BASE_URL = 'http://flupy.org/data/flags'
POP20_CC = ('CN IN US ID BR PK NG BD RU JP MX PH VN ET EG DE IR TR CD FR').split()
BASE_FILE = os.path.join(os.path.dirname(__name__),'downloads/')


async def get_flag(session,cc):
    url = '{}/{cc}/{cc}.gif'.format(BASE_URL,cc=cc.lower())
    async with session.get(url) as resp:
        return await resp.read()

def save_image(cc,flow):
    with open(os.path.join(BASE_FILE, cc+'.gif'), mode='wb') as f:
        f.write(flow)

async def download_one(session, i):
    image = await get_flag(session,i)
    print(i, image)
    save_image(i,image)

async def download_many():
    tasks = []
    async with aiohttp.ClientSession() as session:
        for cc in POP20_CC:
            task = asyncio.create_task(download_one(session,cc))
            tasks.append(task)
        await asyncio.wait(tasks)

if __name__ == "__main__":
    start = time.time()
    asyncio.run(download_many())
    print(f'Time spending: {time.time()-start:0.2f}s')

5. 并行cocurrent.future模块

ProcessPoolExecutor和 ThreadPoolExecutor 类都实现了通用的 Executor 接口，使用concurrent.futures 模块能实现processing和threading的方案，而且他们之间的转换也很容易。

所以这里会附上两个接口的代码。

processing接口代码如下

from concurrent.futures import ProcessPoolExecutor
import requests
import os
import time

BASE_URL = 'http://flupy.org/data/flags'
POP20_CC = ('CN IN US ID BR PK NG BD RU JP MX PH VN ET EG DE IR TR CD FR').split()
BASE_FILE = os.path.join(os.path.dirname(__name__),'downloads/')

def get_flag(cc):
    url = '{}/{cc}/{cc}.gif'.format(BASE_URL,cc=cc.lower())
    resp = requests.get(url)
    image = resp.content
    return image

def save_image(cc,flow):
    with open(os.path.join(BASE_FILE, cc+'.gif'), mode='wb') as f:
        f.write(flow)

def download_one(i):
    image = get_flag(i)
    print(i, image)
    save_image(i,image)

def download_many(l):
    with ProcessPoolExecutor() as executor:
        res = executor.map(download_one, sorted(l))

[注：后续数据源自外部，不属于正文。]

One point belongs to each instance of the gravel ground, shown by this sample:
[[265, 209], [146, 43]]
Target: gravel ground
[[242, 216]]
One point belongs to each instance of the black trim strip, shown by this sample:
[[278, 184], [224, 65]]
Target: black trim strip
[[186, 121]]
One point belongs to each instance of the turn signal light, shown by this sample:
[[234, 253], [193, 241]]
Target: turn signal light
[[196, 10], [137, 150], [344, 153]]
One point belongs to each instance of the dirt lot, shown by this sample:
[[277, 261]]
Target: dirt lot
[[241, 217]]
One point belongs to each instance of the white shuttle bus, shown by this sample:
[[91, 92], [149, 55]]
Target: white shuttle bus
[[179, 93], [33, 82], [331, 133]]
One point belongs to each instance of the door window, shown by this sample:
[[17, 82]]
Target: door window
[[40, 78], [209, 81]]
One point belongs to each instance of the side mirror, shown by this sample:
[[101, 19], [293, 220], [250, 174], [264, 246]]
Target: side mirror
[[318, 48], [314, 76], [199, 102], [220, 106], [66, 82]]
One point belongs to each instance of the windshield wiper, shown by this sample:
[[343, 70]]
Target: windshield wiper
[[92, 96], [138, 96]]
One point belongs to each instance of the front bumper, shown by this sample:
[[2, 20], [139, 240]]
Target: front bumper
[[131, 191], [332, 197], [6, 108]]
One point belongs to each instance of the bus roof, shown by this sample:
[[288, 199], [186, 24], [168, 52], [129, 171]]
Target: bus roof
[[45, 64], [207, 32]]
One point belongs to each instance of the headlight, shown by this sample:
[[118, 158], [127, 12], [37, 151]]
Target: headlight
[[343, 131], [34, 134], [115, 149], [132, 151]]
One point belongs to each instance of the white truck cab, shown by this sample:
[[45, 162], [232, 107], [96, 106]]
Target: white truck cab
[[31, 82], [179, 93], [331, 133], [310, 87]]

if __name__ == "__main__":
    start = time.time()
    download_many(POP20_CC)
    print(f'Time spending: {time.time()-start:0.2f}s')

threading接口代码如下：

from concurrent.futures import ThreadPoolExecutor
import requests
import os
import time

BASE_URL = 'http://flupy.org/data/flags'
POP20_CC = ('CN IN US ID BR PK NG BD RU JP MX PH VN ET EG DE IR TR CD FR').split()
BASE_FILE = os.path.join(os.path.dirname(__name__),'downloads/')

def get_flag(cc):
    url = '{}/{cc}/{cc}.gif'.format(BASE_URL,cc=cc.lower())
    resp = requests.get(url)
    image = resp.content
    return image

def save_image(cc,flow):
    with open(os.path.join(BASE_FILE, cc+'.gif'), mode='wb') as f:
        f.write(flow)

def download_one(i):
    image = get_flag(i)
    print(i, image)
    save_image(i,image)

def download_many(l):
    with ThreadPoolExecutor(max_workers=10) as executor:
        res = executor.map(download_one, sorted(l))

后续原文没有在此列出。